Illustration of an airmail envelope.

“The museum has always been two steps ahead of us,” Olinka told me, explaining that it’s had a will of its own from the start, an impulse to exist beyond her and Dražen. In the decade after their first exhibition, the museum took many shapes: permanent installations in Zagreb and Los Angeles, a virtual museum comprising thousands of photographs and stories, and forty-six pop-up installations all over the world — from Buenos Aires to Boise, Singapore to Istanbul, Cape Town to South Korea, from the Oude Kerk in Amsterdam’s red-light district to the European Parliament in Brussels, all locally sourced, like an artisanal grocer, stocked with regional heartbreak.


Exhibit 5: Four Black Dresses


Brooklyn, N.Y.

I would donate to the museum the four black dresses hanging in my closet: a shirtwaist, a sundress, a ribbed turtleneck, and an A-line of raw silk. Two of these dresses were given to me by my ex, and two I bought myself, but they all date from a time in my life when I imagined I could become the person I wanted to be by adopting a uniform. I thought — we both thought — that the problem of my un-femininity, my lack of interest in clothes, my general un-hipness, could be solved by my becoming one of those literary party regulars who dresses in black, makes cutting comments, and writes bestsellers. Two months before we broke up, this man said to me, “I’m just waiting to see if you become famous, because then I think I might fall in love with you.” A horrible thing to say, clumsy in its attempt at honesty — yet I did see how this was what, on some level, I’d been promising him, the fantasy of a public self we’d been co-constructing. I would donate these dresses to the museum — except that I still wear them. All the time. It’s just that I wear other dresses — purple, floral, geometric, pink — as well.

Illustration of a hanger.

I grew up in a family thick with divorces and overpopulated by remarriages: both sets of grandparents divorced, my mother’s twice; both my parents married three times; my oldest brother divorced by forty. Divorce seemed less like an aberration than an inevitable stage in the life cycle of any love.

But in my family the ghosts of prior partners were rarely vengeful or embittered. My mother’s first husband was a lanky hippie with the kindest eyes who once brought me a dream catcher. My beloved aunt’s first husband was an artist who made masks from the dried palm fronds he gathered on beaches. These men enchanted me because they carried with them not only the residue of who my mom and aunt had been before I knew them, but also the spectral possibilities of who they might have become.

Which is all to say: I grew up believing that relationships would probably end, but I also grew up with the firm belief that even after a relationship was over, it was still a part of you, and that this wasn’t necessarily a bad thing. When I asked my mother what object she would contribute to the museum, she chose a shirt she had bought in San Francisco, years before I was born, with the woman she had loved before she met my father.
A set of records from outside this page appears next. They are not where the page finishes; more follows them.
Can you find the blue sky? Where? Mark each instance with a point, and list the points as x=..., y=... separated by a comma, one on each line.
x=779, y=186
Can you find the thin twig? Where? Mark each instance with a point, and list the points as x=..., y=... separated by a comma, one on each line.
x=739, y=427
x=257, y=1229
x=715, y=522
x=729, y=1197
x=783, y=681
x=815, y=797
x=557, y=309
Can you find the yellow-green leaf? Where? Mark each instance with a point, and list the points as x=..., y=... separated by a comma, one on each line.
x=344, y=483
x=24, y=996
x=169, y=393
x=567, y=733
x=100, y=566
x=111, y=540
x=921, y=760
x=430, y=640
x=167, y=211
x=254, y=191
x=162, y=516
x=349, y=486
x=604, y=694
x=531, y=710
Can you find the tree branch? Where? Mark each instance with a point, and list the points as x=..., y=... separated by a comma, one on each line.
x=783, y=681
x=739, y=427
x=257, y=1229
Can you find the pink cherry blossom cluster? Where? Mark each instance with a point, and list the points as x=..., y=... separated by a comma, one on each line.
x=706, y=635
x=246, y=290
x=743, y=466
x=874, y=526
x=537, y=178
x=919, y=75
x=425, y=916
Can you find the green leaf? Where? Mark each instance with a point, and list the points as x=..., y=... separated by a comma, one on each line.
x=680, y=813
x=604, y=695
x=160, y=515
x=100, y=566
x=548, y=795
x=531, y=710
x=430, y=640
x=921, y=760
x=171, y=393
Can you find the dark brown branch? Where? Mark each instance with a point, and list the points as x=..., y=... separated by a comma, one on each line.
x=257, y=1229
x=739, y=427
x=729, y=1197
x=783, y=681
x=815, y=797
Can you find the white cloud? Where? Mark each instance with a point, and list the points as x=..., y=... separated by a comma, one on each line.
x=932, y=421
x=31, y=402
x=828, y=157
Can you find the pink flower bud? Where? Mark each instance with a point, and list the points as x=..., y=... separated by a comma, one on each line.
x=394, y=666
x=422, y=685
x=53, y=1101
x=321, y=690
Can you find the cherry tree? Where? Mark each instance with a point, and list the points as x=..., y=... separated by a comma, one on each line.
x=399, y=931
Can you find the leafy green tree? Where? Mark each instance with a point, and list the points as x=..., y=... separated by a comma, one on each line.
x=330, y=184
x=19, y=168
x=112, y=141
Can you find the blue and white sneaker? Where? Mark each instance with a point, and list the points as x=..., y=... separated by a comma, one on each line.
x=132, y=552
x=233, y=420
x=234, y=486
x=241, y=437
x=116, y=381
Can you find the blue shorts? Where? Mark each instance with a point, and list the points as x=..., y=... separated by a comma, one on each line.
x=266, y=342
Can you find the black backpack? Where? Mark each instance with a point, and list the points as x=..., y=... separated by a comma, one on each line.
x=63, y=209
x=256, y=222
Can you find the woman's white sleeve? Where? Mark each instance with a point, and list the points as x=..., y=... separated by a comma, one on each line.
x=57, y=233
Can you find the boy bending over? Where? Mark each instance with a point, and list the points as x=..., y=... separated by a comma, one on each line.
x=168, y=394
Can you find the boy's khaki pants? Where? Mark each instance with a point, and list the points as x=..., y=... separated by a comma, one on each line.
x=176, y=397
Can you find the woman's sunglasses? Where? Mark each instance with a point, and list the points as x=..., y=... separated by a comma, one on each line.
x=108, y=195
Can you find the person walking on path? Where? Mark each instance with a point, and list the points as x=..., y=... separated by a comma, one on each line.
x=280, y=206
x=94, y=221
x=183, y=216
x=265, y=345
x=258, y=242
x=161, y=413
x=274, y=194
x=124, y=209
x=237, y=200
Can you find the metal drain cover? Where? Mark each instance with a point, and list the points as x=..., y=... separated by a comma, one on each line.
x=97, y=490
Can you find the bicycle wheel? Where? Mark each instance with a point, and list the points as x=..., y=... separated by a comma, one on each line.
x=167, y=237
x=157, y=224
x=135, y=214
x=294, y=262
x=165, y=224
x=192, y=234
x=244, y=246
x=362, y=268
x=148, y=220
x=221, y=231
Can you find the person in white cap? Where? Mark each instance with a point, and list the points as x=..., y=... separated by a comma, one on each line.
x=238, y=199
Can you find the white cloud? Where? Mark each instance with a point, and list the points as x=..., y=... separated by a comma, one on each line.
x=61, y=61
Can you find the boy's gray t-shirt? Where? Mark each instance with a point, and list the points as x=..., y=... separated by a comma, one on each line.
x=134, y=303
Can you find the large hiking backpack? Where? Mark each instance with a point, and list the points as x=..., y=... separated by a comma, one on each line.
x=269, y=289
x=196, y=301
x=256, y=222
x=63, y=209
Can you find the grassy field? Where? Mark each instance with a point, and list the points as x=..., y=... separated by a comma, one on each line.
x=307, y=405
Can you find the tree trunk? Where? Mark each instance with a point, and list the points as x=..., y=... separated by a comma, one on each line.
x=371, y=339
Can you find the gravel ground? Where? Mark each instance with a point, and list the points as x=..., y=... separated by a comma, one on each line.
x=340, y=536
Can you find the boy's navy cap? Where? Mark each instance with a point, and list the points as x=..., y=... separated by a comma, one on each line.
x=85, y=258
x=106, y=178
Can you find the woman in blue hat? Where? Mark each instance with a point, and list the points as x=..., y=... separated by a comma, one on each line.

The gospel of serial monogamy could have you believe that every relationship was an imperfect trial run, useful only as preparation for the relationship that finally stuck. In this model, a family full of divorces was a family full of failure. But I grew up seeing them as something else, grew up seeing every self as an accumulation of its loves, like a Russian nesting doll that held all of those relationships inside.


Exhibit 6: Plastic Bag of Pistachio Nuts


Iowa City

Dave and I spent four years together. I loved Dave with all of myself, like a wet cloth wrung out. In the first apartment we shared — once things had deteriorated and we were fighting frequently — we started to notice these gray moths flitting clumsily around our kitchen. When we smashed them against the walls, their innards left silvery trails against the pale paint. We kept killing them, kept fighting, kept hoping that if we killed enough moths, if we had enough fights, then eventually we’d get rid of them for good. After several months, we discovered where the moths were coming from: a plastic bag in the pantry full of old pistachios, thick with the white webbing of their tiny eggs. We threw it out. I kept hoping we’d discover our equivalent of that bag — the core of all our fights, their primal source — so we could banish it.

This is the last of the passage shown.